Figure 5 Q-Q plots and Manhattan plots of genome-wide association study (GWAS) for ten agronomic traits of the K-wheat mini-core collection. The x-axis represents the wheat chromosomes, and the y-axis indicates statistical significance according to -log10 (p-value). AC, awn color; AL, awn length; CCL, culm color; CL, culm length; EC, ear color; LW, leaf width; HD, days to heading; MD, days to maturity.
Table 1 Significant SNPs identified for 8 agricultural traits of mini-core collection.
3.5 Identification of putative candidate genes
Candidate genes were identified for the significant SNPs associated with eight traits (Table 1). SNP AX-94454667 was associated with the AC trait and the EC trait was marked with cytochrome P450. One significant SNP of unknown function was additionally identified in the ear color trait. In the significant SNP of the culm color trait, the potassium channel kat2 gene was annotated, and in the culm length, the amp gene and glb3 gene were annotated. As for the leaf width, the NAC domain-containing protein involved in growth and development was identified. For significant SNPs related to the days to maturity trait, the pp1 gene and the tet gene were annotated. All the genes were somehow related to traits, which will be discussed further in the next section.
3.6 Heritability of ten agricultural trait
The narrow-sense heritabilities (H2) of ten agricultural traits used for genomic selection are shown in Table 2. The heritability of the traits measured in the CCL ranged from 0.004 to 0.8. The highest heritability estimates were for HD (0.8), while the heritabilities of EC and CL were low (less than 0.1).
Table 2 Variance components and heritability of 10 agronomic traits in 567 core collection.

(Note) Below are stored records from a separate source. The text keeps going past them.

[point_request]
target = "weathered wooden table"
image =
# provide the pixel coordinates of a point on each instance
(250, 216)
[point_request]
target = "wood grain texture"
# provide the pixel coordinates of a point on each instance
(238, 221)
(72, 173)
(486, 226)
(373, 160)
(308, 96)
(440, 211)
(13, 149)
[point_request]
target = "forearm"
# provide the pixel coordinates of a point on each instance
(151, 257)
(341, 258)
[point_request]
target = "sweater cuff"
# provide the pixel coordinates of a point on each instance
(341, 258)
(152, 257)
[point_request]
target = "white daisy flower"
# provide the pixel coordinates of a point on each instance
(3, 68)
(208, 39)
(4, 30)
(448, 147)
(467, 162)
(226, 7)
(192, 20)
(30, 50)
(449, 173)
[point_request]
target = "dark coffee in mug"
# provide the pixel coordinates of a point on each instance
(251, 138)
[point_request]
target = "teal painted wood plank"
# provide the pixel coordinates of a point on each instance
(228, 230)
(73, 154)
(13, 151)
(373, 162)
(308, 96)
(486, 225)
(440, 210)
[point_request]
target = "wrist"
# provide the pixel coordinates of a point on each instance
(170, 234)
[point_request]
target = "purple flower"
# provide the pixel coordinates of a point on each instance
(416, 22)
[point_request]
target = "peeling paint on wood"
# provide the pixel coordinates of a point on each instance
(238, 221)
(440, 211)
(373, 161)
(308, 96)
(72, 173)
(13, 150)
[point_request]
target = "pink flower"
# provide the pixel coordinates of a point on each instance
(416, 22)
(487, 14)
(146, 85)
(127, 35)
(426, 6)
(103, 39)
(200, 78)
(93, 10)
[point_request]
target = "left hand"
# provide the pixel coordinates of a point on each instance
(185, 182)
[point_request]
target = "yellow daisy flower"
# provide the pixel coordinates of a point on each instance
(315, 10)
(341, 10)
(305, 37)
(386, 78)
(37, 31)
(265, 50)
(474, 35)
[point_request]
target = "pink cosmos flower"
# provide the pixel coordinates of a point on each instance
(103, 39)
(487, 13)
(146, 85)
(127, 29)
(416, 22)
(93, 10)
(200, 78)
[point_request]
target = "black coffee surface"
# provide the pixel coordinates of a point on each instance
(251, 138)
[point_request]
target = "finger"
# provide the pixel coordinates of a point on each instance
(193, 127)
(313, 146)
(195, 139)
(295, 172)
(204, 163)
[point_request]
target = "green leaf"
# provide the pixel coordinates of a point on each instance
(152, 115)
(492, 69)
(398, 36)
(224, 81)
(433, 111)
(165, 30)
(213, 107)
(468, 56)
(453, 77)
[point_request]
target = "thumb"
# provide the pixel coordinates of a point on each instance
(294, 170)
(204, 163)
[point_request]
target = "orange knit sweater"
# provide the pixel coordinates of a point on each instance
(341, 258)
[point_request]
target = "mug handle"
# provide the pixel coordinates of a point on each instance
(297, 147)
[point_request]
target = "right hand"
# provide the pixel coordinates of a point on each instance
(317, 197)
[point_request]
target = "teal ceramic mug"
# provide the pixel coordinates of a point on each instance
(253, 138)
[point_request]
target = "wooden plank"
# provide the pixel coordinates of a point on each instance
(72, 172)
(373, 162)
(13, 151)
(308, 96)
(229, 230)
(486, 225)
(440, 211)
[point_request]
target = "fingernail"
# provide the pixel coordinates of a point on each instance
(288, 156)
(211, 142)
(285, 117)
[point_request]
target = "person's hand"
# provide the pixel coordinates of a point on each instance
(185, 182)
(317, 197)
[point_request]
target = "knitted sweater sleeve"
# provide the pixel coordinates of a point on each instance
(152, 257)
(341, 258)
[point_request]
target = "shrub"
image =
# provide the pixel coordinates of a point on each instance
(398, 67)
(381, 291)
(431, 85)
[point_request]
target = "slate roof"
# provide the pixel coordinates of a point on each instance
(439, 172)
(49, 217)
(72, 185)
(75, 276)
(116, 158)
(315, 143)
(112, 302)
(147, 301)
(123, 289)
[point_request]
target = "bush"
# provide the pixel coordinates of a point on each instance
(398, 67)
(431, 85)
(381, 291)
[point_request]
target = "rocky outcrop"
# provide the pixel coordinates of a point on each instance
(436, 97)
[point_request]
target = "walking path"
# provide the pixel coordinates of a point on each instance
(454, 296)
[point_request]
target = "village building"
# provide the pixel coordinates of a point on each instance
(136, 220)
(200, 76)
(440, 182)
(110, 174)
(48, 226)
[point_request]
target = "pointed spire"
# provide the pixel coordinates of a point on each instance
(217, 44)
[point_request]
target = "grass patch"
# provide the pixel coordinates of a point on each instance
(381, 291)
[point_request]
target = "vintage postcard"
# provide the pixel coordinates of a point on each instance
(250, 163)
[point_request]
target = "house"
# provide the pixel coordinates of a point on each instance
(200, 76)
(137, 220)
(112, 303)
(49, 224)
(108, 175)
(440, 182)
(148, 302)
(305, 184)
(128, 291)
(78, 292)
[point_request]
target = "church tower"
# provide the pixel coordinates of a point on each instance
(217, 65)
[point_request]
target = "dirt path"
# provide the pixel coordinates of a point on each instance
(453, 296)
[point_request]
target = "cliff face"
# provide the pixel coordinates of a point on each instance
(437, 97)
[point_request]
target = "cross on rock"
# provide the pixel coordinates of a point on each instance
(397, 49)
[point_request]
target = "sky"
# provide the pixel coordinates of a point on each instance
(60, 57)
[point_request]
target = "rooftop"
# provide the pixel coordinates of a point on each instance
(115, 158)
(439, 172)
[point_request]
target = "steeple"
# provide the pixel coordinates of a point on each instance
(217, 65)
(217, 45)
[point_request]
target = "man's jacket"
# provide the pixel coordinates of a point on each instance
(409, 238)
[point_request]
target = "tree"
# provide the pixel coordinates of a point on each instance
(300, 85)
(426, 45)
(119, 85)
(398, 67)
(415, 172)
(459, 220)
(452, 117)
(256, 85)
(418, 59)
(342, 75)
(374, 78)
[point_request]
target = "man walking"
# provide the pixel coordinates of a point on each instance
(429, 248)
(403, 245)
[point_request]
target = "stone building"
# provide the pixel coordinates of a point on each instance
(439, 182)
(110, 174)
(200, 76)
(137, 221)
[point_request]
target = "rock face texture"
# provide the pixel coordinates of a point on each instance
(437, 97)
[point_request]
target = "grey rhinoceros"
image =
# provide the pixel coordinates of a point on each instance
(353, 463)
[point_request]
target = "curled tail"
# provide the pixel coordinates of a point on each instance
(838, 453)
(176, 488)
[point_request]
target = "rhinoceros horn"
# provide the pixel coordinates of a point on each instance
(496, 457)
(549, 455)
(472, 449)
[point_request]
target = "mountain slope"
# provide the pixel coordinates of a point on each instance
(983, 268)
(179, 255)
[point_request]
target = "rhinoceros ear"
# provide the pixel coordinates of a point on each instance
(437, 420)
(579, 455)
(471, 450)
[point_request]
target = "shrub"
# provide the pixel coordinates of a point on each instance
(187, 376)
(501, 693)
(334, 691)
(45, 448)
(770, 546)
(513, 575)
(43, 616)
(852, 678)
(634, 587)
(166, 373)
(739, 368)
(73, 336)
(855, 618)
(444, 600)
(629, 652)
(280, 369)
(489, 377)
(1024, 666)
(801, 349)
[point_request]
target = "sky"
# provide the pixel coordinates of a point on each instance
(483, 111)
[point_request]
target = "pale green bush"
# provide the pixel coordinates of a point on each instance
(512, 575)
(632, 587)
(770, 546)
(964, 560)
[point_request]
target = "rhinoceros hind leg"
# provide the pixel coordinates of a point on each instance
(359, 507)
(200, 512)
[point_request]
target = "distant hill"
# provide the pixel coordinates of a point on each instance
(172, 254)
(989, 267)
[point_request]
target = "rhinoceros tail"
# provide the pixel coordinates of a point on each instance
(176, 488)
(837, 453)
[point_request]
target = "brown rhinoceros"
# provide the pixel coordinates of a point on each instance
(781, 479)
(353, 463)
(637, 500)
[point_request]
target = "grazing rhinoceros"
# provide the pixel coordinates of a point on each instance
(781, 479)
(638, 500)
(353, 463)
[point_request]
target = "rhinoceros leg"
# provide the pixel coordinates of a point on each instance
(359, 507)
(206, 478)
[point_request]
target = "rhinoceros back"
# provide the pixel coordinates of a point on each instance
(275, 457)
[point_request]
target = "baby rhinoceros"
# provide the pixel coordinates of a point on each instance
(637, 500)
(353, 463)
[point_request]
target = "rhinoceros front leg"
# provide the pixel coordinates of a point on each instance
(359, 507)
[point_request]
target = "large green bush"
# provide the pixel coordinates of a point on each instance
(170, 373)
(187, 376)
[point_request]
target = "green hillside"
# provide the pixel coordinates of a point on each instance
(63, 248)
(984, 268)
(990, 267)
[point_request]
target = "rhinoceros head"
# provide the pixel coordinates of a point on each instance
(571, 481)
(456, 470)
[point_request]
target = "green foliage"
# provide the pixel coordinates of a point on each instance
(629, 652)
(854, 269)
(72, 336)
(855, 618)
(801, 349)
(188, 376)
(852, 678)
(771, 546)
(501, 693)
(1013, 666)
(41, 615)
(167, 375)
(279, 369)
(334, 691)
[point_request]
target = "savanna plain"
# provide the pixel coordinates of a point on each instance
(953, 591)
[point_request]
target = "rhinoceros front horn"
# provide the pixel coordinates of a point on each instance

3.7 Prediction accuracy comparison
To compare the prediction accuracy of each model, we compared six models commonly used in the GS procedure (Figure 6). The entire CC was used as an initial TP to calculate the prediction accuracy. The SVM model showed the lowest prediction accuracy for all traits, and RF confirmed the best prediction accuracy for all traits. For the culm color trait, the prediction accuracy of less than 0.4 was determined. The prediction accuracy of 0.4 or more was determined for the other nine traits except for the SVM model.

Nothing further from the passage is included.